The analysis of the S protein modelling revealed that the structure of the PEDV S protein underwent changes on an annual basis, exhibiting a discernible pattern of alteration (Figure 7, Table 2). The range of structural variations observed in the PEDV S protein exhibited a gradual fixation, with the neighborhoods of residues 55–64, 113–117, 133, 157–159, 198, and 210, as well as residues 524–527 demonstrating persistent variability. The 310 helix in the corresponding region of the S protein undergoes alterations, including the conversion to a β-turn, displacement of extended strand structures and the emergence and disappearance of 310 helix structures. It is noteworthy that the structure in the vicinity of residues 157–159 undergoes alterations from year to year. This may be the region of the viral S protein that is most important for its functional changes.

4. Discussion

PEDV is a notable enteropathogen associated with outbreaks of piglet diarrhea in China, and this study found a high infection rate of 70.9% (232/327) in affected piglets. Despite extensive research into PEDV infection mechanisms and potential vaccine candidates, controlling the disease proves challenging due to co-infection with other pathogens [43]. To gain a better understanding of the frequency of PEDV co-infection with other pathogens in Northeast China, an extensive epidemiological investigation was conducted in this study. We found a high proportion of mixed infections in piglet diarrhea samples from northeast China. Out of the 327 diarrhea samples analyzed, 219 (66.97%) were simultaneously infected with two distinct viruses, and 95 (29.05%) were simultaneously infected with three or more different pathogens. The study revealed that only 2.75% (9/327) of individuals diagnosed with porcine diarrhea disease were infected with PEDV alone. It is noteworthy that no viral infection was detected in 29.05% of the samples we tested. Due to the multitude of clinical causes that can lead to swine diarrhea, we hypothesize that the samples with no detectable viral infections may have been the result of bacterial infections or the result of stress during the feeding process.
The majority of samples showed co-infection with other pathogens in northern China. Sungsuwan et al. found that PDCoV and TGEV competed with each other when co-infected with PEDV. However, an excess of TGEV resulted in an increased replication of PEDV in the host, providing evidence of functional compatibility and evolutionary relationships between CoV viral proteins during co-evolution. These results confirm the interactions of inter-viral co-infection [49], supporting the infection data for PEDV and PDCoV in our study. The prevalence of PRoV positivity in the 327 diarrhea samples collected between 2015 and 2022 in Northeast China varied from 74.50% to 13.51%. This finding is consistent with Chang’s research, which reported a co-infection prevalence of 16.67% for PEDV and PRoV. PRoV has been found to have a higher co-infection rate during outbreaks and epidemics of diseases caused by PEDV. Swine infections of encephalomyelitis commonly involve PTV, which was first identified in China in 2002, and some studies have shown that the virus often occurs in co-infection with other diarrhea viruses [29,50,51].

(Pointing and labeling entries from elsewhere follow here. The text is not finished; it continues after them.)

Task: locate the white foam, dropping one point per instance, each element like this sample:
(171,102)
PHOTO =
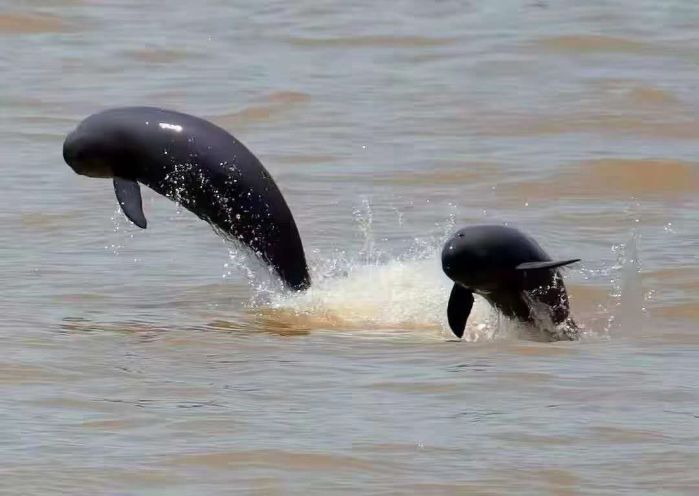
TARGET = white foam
(398,296)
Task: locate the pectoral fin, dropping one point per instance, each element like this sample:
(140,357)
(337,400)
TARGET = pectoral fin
(129,197)
(459,308)
(550,264)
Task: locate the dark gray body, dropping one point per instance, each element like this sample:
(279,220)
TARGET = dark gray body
(197,164)
(507,268)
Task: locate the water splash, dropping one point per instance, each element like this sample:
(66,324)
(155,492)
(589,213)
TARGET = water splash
(630,312)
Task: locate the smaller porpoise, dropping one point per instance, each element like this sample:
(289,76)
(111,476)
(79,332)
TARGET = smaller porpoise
(512,272)
(197,164)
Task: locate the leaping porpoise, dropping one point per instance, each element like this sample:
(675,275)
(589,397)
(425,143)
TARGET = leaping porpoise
(511,271)
(199,165)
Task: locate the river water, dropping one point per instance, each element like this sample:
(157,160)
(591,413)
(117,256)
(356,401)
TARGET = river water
(163,362)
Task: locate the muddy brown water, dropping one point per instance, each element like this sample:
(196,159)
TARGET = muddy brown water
(164,362)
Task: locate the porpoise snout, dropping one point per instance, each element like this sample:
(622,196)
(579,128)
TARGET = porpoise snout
(76,155)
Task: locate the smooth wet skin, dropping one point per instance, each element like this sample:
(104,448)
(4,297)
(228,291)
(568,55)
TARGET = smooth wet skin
(197,164)
(511,271)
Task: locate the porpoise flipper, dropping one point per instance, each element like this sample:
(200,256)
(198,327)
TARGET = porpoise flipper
(550,264)
(459,308)
(129,197)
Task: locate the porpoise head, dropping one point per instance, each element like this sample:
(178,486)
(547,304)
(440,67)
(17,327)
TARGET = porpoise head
(96,150)
(492,261)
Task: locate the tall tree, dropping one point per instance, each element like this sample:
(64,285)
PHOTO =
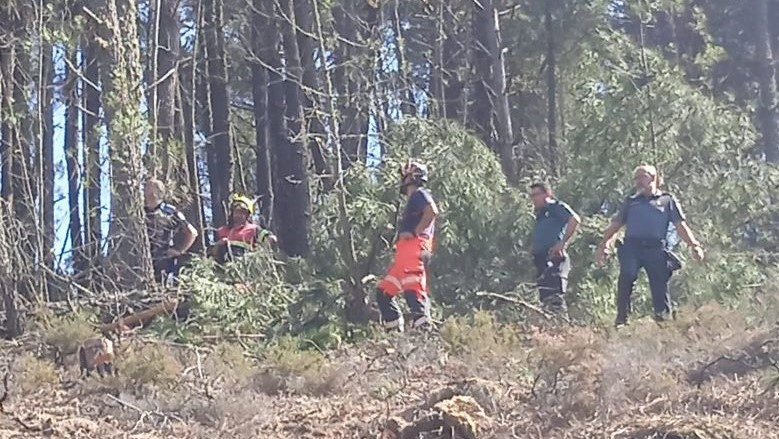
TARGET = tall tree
(71,147)
(46,149)
(490,116)
(166,52)
(129,259)
(551,87)
(292,197)
(314,128)
(768,108)
(220,153)
(260,56)
(91,135)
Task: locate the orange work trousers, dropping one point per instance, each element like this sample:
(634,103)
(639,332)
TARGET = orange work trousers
(408,272)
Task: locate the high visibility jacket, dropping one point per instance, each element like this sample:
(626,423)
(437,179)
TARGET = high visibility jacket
(408,271)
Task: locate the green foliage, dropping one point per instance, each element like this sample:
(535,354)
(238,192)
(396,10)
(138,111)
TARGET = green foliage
(151,364)
(67,332)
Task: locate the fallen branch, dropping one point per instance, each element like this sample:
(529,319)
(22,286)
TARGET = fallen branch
(166,307)
(521,303)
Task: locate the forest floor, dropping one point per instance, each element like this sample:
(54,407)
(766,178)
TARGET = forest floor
(709,374)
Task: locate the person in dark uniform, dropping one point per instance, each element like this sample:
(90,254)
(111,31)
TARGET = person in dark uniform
(555,225)
(170,234)
(646,216)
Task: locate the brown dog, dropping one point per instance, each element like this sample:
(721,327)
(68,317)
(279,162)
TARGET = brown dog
(97,353)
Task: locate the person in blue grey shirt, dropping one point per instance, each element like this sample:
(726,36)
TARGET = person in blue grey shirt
(555,225)
(646,216)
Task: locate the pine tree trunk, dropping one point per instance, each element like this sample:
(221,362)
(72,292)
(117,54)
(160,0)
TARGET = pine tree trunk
(220,153)
(129,260)
(315,129)
(260,75)
(193,210)
(47,144)
(551,90)
(348,80)
(71,150)
(92,164)
(491,92)
(768,113)
(166,78)
(292,195)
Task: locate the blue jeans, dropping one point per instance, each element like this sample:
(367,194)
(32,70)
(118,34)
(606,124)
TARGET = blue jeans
(649,255)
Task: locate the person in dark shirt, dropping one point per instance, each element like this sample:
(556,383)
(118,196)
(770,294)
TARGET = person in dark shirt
(554,227)
(646,216)
(170,234)
(408,273)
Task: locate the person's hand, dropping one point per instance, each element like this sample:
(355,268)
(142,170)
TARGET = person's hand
(405,235)
(600,255)
(557,251)
(173,253)
(697,252)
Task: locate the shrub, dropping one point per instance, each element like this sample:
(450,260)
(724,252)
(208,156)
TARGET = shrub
(36,374)
(151,364)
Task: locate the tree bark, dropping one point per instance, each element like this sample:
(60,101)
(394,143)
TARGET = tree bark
(46,97)
(71,161)
(768,113)
(348,79)
(292,181)
(315,129)
(263,53)
(551,89)
(492,108)
(129,259)
(91,133)
(220,152)
(193,209)
(167,54)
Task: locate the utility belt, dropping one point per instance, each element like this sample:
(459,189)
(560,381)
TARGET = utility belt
(644,242)
(673,261)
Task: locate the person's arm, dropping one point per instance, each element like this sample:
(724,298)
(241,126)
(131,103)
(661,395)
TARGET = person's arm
(608,239)
(689,237)
(571,226)
(188,235)
(684,231)
(428,216)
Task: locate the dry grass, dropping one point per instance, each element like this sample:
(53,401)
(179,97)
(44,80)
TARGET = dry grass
(519,380)
(36,374)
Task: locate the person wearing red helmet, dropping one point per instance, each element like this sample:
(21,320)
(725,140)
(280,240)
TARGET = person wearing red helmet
(408,272)
(240,234)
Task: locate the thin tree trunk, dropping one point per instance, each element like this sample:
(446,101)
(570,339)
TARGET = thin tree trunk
(315,129)
(92,167)
(220,152)
(551,90)
(768,112)
(166,77)
(260,75)
(46,96)
(292,192)
(129,259)
(71,160)
(188,98)
(357,310)
(348,80)
(277,127)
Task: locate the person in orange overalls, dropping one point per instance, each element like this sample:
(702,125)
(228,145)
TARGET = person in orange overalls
(240,234)
(408,273)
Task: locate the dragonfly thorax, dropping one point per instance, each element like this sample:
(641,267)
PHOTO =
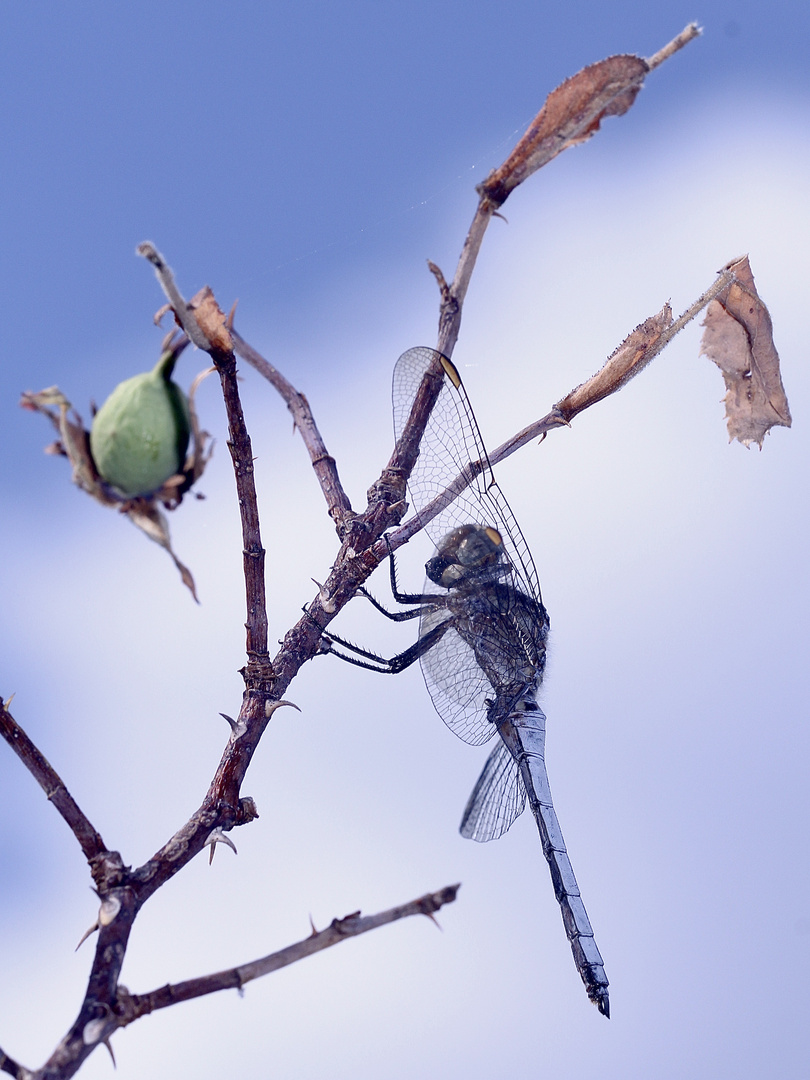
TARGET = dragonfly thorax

Guo et al. showed that mixed infections of PCV and PEDV were prevalent in Hebei, China [52]. PCV infection in pigs primarily damages the organism’s immune system [53]. In this study, high infection rates of both PTV and PCV were observed in diarrheic piglets. A greater number of samples were found to be co-infected with PEDV, PTV, and PCV than those which tested negative for PEDV. These findings suggest that co-infection of PEDV with PRoV and PTV may exacerbate clinical signs of diarrhea in piglets. It is worth noting that in this part of the study, PKV-infected samples showed a high rate of mixed infection with PEDV (95.45%), consistent with the data from Su et al. [49]. There may be a potential link between PKV and PEDV co-infection. However, our chi-square analysis of the infection data of the two viruses revealed no significant correlation. For other viruses, we also did not observe a significant correlation with PEDV. This may be influenced by the limited number of samples collected and the sampling environment. Further studies are needed to verify whether PKV infection affects the prevalence of PEDV. The high proportion of viral mixed infections and the variety of mixed viruses in piglet diarrhea samples from northeast China during 2015–2022 suggest that hosts were exposed to multiple viruses, which may have facilitated genetic recombination and evolution among viruses [54]. This highlights the need for purification and an improvement in piglet rearing environments and practices.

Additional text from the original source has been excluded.